Heavy metal contamination in soil due to rapid industrialization has imparted a severe threat to the terrestrial ecosystem. Mining activity has perturbed the fertility and increased the heavy metal concentration in soil. Here we explore an inexpensive and environmentally friendly tool, biosurfactant to restore edaphic factors.
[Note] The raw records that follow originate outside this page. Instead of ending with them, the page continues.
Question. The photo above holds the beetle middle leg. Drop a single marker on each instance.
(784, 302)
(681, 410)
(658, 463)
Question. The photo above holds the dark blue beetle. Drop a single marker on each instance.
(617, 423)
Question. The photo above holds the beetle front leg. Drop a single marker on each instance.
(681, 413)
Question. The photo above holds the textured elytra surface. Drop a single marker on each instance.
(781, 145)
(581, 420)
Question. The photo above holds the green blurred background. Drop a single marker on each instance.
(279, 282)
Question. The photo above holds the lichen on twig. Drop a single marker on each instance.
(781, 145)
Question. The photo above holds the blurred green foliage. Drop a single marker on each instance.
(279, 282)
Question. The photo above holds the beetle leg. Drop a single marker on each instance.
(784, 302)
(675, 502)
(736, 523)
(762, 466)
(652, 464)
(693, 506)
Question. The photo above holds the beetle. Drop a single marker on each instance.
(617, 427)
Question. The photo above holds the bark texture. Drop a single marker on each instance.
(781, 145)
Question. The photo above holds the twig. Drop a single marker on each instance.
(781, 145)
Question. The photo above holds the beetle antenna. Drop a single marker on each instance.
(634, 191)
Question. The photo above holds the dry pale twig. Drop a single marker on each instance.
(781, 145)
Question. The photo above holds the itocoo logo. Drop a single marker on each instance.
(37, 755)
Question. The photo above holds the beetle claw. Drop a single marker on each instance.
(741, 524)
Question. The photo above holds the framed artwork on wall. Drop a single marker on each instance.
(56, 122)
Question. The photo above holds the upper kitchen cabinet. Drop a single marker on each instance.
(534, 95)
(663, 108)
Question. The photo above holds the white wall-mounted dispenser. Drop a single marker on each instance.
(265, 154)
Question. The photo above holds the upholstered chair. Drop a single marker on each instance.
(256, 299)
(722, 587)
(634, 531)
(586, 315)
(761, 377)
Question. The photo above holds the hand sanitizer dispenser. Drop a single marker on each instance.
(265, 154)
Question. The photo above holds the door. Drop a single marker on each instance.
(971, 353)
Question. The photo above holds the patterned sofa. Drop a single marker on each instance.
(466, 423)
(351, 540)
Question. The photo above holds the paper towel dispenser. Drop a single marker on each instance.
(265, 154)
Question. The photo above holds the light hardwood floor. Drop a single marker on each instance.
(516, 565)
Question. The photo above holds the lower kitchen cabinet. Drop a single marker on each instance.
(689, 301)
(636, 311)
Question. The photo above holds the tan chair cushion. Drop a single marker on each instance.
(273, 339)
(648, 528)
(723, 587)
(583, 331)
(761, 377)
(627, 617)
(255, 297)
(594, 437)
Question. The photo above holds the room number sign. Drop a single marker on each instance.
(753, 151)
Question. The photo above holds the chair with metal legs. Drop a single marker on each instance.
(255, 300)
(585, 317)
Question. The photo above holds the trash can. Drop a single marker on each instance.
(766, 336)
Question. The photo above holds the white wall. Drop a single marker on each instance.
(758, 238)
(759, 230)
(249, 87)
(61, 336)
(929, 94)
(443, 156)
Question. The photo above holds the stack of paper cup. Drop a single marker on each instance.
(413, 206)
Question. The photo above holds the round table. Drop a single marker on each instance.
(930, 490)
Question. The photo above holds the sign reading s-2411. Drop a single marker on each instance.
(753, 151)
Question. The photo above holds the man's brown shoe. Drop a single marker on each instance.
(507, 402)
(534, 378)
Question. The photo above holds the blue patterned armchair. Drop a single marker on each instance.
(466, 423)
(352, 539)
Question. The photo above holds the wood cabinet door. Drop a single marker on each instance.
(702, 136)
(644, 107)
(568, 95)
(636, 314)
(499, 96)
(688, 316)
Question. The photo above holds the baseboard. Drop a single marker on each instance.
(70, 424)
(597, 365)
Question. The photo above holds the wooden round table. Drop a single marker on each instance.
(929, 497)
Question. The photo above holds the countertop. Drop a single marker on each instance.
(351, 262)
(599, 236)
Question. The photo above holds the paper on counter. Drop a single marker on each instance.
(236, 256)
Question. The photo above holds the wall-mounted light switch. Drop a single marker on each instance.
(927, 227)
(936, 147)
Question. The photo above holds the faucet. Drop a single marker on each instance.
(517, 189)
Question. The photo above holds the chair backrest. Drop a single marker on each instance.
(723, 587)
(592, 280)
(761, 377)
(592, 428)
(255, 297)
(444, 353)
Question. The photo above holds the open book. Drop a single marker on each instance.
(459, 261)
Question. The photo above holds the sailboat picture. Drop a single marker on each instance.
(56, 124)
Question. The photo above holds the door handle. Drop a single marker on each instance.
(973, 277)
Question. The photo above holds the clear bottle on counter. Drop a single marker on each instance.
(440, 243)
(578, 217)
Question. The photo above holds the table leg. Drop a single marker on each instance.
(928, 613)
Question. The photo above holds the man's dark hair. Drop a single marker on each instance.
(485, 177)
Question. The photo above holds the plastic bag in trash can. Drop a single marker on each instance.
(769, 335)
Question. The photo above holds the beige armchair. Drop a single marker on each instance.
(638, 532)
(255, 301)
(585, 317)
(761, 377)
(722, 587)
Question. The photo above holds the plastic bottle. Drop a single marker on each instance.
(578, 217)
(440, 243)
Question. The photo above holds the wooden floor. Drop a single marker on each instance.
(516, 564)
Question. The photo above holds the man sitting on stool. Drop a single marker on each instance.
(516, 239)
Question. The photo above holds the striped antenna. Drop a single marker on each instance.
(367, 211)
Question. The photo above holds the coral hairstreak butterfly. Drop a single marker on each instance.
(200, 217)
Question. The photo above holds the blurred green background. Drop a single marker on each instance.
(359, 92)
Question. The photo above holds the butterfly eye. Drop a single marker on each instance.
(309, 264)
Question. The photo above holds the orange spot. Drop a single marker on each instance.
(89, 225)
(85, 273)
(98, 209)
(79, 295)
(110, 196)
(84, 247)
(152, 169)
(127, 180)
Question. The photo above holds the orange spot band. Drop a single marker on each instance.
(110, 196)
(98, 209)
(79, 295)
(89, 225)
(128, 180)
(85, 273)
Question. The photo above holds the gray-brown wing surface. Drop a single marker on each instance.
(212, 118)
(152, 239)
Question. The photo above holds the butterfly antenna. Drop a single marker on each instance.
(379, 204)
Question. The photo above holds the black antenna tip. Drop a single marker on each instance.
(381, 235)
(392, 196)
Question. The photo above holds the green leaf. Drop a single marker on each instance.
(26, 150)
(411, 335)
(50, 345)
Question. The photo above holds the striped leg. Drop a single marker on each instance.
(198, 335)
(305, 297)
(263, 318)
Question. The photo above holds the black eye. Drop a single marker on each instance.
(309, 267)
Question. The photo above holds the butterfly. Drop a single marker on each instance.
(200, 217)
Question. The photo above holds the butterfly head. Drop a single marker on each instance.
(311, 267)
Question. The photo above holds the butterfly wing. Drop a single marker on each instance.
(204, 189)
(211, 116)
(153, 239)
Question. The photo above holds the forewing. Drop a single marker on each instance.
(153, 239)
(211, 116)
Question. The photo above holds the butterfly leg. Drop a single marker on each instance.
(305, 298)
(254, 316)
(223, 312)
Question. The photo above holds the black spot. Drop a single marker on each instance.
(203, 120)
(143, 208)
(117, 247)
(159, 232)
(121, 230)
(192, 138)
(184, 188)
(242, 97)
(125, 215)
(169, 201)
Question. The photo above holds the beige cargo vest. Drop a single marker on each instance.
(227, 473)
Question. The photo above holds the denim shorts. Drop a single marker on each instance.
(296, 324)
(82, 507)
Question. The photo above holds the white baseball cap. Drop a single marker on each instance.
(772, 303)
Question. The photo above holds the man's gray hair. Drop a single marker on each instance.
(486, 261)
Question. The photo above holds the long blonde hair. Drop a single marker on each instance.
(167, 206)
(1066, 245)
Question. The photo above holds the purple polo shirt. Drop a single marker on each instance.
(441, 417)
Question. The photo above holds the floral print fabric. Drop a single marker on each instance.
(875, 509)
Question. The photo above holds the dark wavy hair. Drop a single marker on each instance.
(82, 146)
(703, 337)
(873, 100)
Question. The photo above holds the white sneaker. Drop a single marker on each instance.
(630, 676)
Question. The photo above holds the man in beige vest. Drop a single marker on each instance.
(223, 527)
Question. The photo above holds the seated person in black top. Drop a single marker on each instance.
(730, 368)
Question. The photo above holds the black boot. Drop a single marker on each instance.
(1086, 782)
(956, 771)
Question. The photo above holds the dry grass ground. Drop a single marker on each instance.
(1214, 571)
Here, we have synthetically prepared contaminated sandy soil and black cotton soil with zinc and investigated the potential of biosurfactants in decontaminating zinc (Zn) from soil samples (sandy soil and black cotton soil). The biosurfactant (64 dynes/cm) was produced by bacillus subtilis MTCC 2423 on an unconventional substrate (20% distillery spent wash) and used as a tool to decontaminate zinc (heavy metal) from soil. The column experimental study was performed to evaluate the heavy metal removal efficiency of the biosurfactant. Statistical tool, Box-Behnken design (BBD) with an artificial neural network linked genetic algorithm (ANN-GA) was adopted to optimize the three independent variables viz., pH, biosurfactant concentration (%), and heavy metal (Zn) concentration. Results reveal that the decontamination efficiency of biosurfactant varied from soil to soil. Highest efficiency was observed in sandy soil compared to black cotton soil. Maximum efficiency of 89.11% was achieved with an optimal level of pH = 5, biosurfactant concentration = 100%, and Zn concentration = 2750 ppm in sandy soil. Whereas a maximum of 36.03% of zinc was removed in black cotton soil with pH, biosurfactant, and zinc concentrations of 7, 55%, and 500 ppm, respectively.